Senator MOORE —Which is all part of the building and training. I am interested to know whether you have any comments about the incidence of foetal alcohol syndrome in this part of the world.

Ms Malthouse —We run the Australian Nurse-Family Partnership that is funded through the Department of Health and Ageing. It is a relatively new program. While it is a nurse led program, we also have what we call family partnership workers. They are Indigenous workers who partner the nurses in working with the young mothers or first-time mothers that the program works with. That program follows the mother and child for two years. I think it is from when they are four months pregnant to the time when the child is two years old. They work with the parents, the family and the extended family to give the child the best chance at life and to help the family deal with when they are new parents. The FAS stuff for us comes up occasionally. We do see a number of children who have had those issues, but I cannot tell you exactly what that might be for us. I know that our Australian Nurse-Family Partnership Program is a key component at this point. It has been in operation for around 18 months.

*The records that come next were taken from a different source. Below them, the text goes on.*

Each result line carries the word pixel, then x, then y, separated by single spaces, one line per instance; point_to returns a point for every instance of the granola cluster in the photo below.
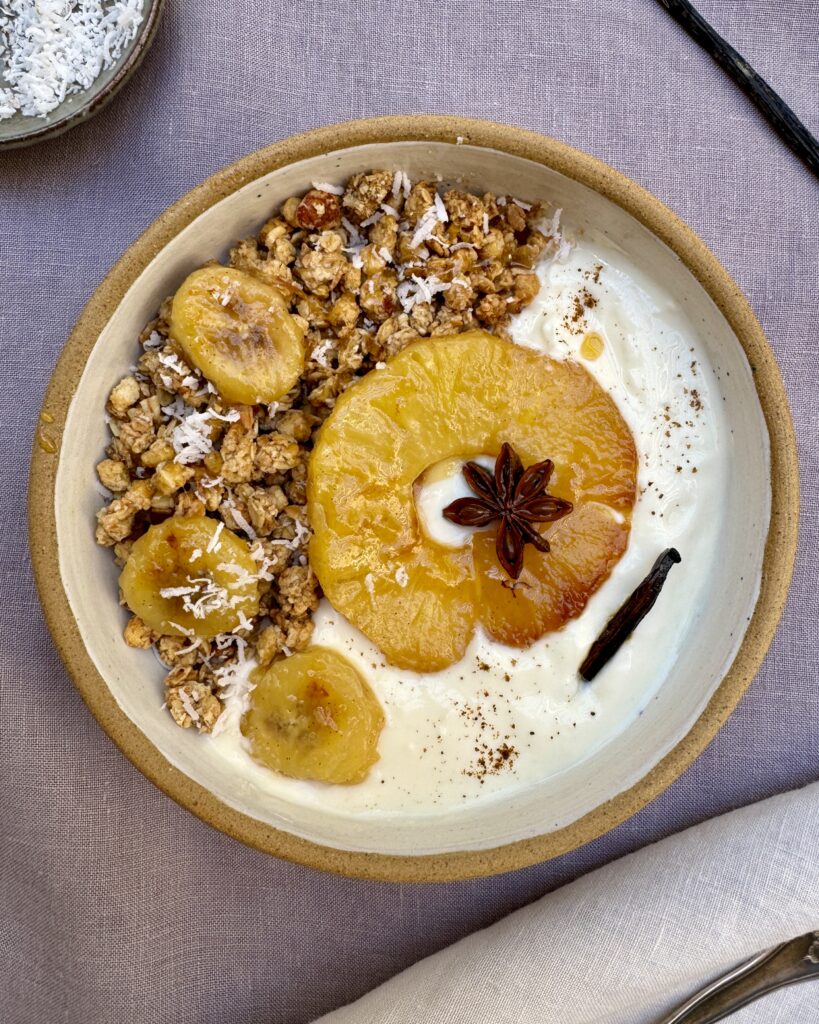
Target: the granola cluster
pixel 365 269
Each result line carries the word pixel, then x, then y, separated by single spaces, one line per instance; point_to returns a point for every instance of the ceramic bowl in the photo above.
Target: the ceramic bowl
pixel 725 645
pixel 79 107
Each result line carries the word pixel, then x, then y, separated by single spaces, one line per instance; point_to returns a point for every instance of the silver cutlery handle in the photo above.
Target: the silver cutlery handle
pixel 785 965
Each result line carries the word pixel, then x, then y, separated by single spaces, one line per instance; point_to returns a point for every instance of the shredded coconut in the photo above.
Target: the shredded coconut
pixel 426 227
pixel 191 436
pixel 187 704
pixel 419 290
pixel 52 48
pixel 319 353
pixel 214 544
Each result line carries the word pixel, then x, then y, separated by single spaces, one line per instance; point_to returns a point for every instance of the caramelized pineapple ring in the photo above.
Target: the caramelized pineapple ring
pixel 448 397
pixel 238 331
pixel 189 574
pixel 312 716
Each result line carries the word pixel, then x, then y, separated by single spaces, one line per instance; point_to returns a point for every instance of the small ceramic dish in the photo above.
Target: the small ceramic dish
pixel 723 646
pixel 20 130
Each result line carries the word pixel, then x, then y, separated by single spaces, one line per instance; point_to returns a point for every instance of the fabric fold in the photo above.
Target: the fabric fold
pixel 630 941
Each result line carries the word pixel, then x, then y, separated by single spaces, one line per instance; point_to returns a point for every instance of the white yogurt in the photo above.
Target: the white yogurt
pixel 503 719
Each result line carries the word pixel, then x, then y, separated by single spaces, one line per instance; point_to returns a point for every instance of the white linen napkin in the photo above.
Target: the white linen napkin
pixel 632 940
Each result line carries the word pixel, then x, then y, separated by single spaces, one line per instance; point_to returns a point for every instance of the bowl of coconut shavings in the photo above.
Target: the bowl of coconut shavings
pixel 61 62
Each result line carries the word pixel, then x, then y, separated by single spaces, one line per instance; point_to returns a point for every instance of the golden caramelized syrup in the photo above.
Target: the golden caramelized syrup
pixel 592 346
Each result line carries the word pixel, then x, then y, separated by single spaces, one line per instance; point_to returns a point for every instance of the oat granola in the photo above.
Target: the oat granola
pixel 364 269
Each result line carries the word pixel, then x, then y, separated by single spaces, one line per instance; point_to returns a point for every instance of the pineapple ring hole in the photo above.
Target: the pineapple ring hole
pixel 438 485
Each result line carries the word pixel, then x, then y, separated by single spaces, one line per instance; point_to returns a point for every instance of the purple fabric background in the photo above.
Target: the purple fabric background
pixel 115 903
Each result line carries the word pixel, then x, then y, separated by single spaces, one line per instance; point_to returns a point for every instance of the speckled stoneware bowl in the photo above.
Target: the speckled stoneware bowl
pixel 727 642
pixel 79 107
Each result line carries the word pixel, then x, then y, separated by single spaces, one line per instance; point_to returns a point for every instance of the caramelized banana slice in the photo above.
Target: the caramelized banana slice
pixel 189 574
pixel 312 716
pixel 238 331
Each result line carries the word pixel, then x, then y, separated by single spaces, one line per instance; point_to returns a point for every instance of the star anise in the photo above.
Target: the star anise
pixel 514 496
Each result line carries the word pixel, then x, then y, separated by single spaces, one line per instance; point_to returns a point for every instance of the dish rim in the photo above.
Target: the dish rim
pixel 779 550
pixel 94 98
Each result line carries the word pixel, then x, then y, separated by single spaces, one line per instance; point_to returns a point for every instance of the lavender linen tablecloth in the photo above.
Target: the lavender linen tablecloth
pixel 116 904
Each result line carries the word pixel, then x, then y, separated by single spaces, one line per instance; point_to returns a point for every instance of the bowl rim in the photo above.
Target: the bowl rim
pixel 94 98
pixel 779 551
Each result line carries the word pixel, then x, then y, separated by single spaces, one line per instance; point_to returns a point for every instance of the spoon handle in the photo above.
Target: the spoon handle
pixel 781 117
pixel 785 965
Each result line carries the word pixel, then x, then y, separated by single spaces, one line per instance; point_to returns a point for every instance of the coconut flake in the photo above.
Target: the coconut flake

Senator MOORE —And it is feeding information to national data?

Ms Malthouse —Yes.

Senator MOORE —Thank you.

CHAIR —As there are no further questions, thank you very much, Ms Malthouse. Senator Siewert has already indicated that we will give you some questions on notice. They will be provided through the secretariat. If you have other issues or further information to supply to the committee, or any corrections you may want to make, you can also do that through the secretariat.

Ms Malthouse —Okay. Thank you.

CHAIR —Thank you very much for your evidence today.